Lento, despacio, pausado se oculta el sol resbalándose por el horizonte. La sombras se filtran por las paredes blancas y las vuelven grises, el silencio comienza a invadir el carril del ruido y colisonan de frente. Los últimos gritos del día se escuchan, agoniza la tarde y muere la luz, duerme la luz, se cancela la luz.

La luna redonda invade el firmamento, coqueta de reflejos luminosos, borracha de oscuridad, riendo sin sentido sobre el mar calmado que duerme indiferente ante mi penumbra. Iluminando las superficie del agua salada que va y viene a esta orilla en donde descansa el tiempo, en donde se sienta a meditar el miedo a lo común, a lo ordinario, a lo natural.

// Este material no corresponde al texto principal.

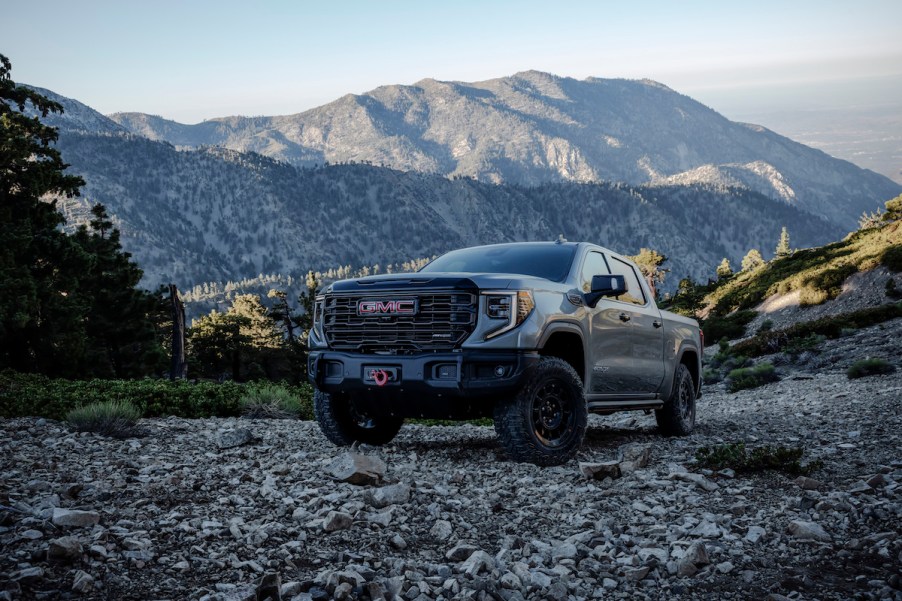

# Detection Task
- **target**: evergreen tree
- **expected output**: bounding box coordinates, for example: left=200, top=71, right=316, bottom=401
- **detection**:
left=716, top=257, right=733, bottom=280
left=629, top=248, right=670, bottom=298
left=742, top=248, right=764, bottom=271
left=187, top=310, right=249, bottom=381
left=774, top=226, right=792, bottom=258
left=74, top=204, right=168, bottom=378
left=0, top=55, right=167, bottom=377
left=883, top=194, right=902, bottom=221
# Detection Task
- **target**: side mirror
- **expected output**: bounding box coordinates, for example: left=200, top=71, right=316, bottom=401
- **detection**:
left=584, top=275, right=626, bottom=309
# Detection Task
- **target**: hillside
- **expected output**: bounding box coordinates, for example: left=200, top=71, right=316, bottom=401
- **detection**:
left=704, top=221, right=902, bottom=315
left=47, top=126, right=839, bottom=288
left=104, top=71, right=902, bottom=230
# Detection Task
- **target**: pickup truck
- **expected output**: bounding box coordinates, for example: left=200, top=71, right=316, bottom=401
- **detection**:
left=308, top=240, right=704, bottom=465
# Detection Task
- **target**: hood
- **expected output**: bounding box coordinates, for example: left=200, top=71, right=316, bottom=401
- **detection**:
left=325, top=272, right=544, bottom=293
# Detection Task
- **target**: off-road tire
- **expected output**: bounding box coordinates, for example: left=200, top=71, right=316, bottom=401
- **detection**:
left=655, top=363, right=695, bottom=436
left=495, top=357, right=589, bottom=466
left=313, top=390, right=404, bottom=447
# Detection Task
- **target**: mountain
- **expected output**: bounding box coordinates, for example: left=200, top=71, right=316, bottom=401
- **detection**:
left=111, top=71, right=902, bottom=230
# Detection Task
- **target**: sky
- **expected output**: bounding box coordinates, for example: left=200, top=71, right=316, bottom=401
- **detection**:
left=7, top=0, right=902, bottom=123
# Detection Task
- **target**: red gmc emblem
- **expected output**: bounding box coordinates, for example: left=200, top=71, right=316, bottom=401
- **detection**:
left=357, top=298, right=417, bottom=315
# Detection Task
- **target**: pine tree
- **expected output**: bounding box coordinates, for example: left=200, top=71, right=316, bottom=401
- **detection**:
left=0, top=55, right=162, bottom=378
left=774, top=226, right=792, bottom=258
left=629, top=248, right=670, bottom=298
left=716, top=257, right=733, bottom=280
left=742, top=248, right=764, bottom=271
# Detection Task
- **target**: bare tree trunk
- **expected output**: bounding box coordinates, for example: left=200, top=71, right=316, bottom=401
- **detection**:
left=169, top=284, right=188, bottom=380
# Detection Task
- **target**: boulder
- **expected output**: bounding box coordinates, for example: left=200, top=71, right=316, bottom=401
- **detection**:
left=52, top=507, right=100, bottom=528
left=327, top=452, right=385, bottom=485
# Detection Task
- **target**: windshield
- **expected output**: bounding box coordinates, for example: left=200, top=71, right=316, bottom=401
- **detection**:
left=420, top=244, right=576, bottom=282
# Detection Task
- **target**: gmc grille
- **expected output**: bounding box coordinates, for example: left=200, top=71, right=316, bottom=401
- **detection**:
left=323, top=291, right=477, bottom=354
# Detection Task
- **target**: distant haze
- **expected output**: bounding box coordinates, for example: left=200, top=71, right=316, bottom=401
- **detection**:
left=7, top=0, right=902, bottom=181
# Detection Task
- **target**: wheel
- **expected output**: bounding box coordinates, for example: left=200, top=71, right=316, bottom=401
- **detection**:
left=655, top=363, right=695, bottom=436
left=313, top=390, right=404, bottom=447
left=495, top=357, right=589, bottom=466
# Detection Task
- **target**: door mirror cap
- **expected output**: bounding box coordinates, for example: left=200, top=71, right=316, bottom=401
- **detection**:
left=585, top=275, right=626, bottom=309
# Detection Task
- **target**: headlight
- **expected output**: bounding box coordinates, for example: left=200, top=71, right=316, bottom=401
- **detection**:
left=311, top=296, right=326, bottom=339
left=482, top=290, right=536, bottom=340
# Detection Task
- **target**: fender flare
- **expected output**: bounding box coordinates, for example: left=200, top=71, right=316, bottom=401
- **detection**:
left=536, top=321, right=586, bottom=351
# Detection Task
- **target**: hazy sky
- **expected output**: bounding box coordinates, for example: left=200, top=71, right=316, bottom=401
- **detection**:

La arena dibuja en el suelo un sendero de pasos, parecen los míos pero no estoy tan seguro… no se a donde llevan, si acaso llevan algún lado, porque terminan la intermitente secuencia justo donde comienza el mar, y las olas borran la evidencia de que alguien pasó por aquí, dejando a al imaginación la oportunidad de decidir si me vuelvo un fantasma de mi mismo, un invento de mi propia mente o si me convierto en roca, en arena, en silencios interminables encadenados a una lágrima que nos lleva al fondo, a mi y a mi imaginación juguetona que tantas rosas ha aplastado.

Se supone blanca la espuma que se forma en el tope de las tímidas olas que rompen cariñosas sobre la arena. Se presume blanca, pero no se sabe, porque aquí nunca se sabe, porque en la oscuridad el color blanco es sólo un idea loca, un recurso surrealista, una mentira piadosa. Se presume blanca la espuma, como se presume que sonrío, que aún tengo esperanza, que todavía creo en mi mismo, que todavía espero paciente la conquista de lo inconquistable, el premio a la buena educación. Se presume blanca la espuma, pero no se sabe, se supone.

Si el niño escarba en la arena, no encontrará tesoros, tal vez encuentre demonios, muertos, monstruos, o lo que sería peor: tal vez encuentre olvido y entonces, cuando se de cuenta que su espera fue una mentira se convierta en sal de tres decadas, en arena de más de diezmil días, en un estorbo a la imaginación loca de los predicadores de esperanza barata.

Lento, despacio, pausado… una a una, las profecías que hablan de amor, no se cumplen más y ya no quedan profetas que se atrevan a enfrentar al destino, a contradecirlo, a modificarlo, a gritarle en la cara que se equivoca, porque aquí en la oscuridad de la noche que ha caído plena, nada se sabe, todo es aparente.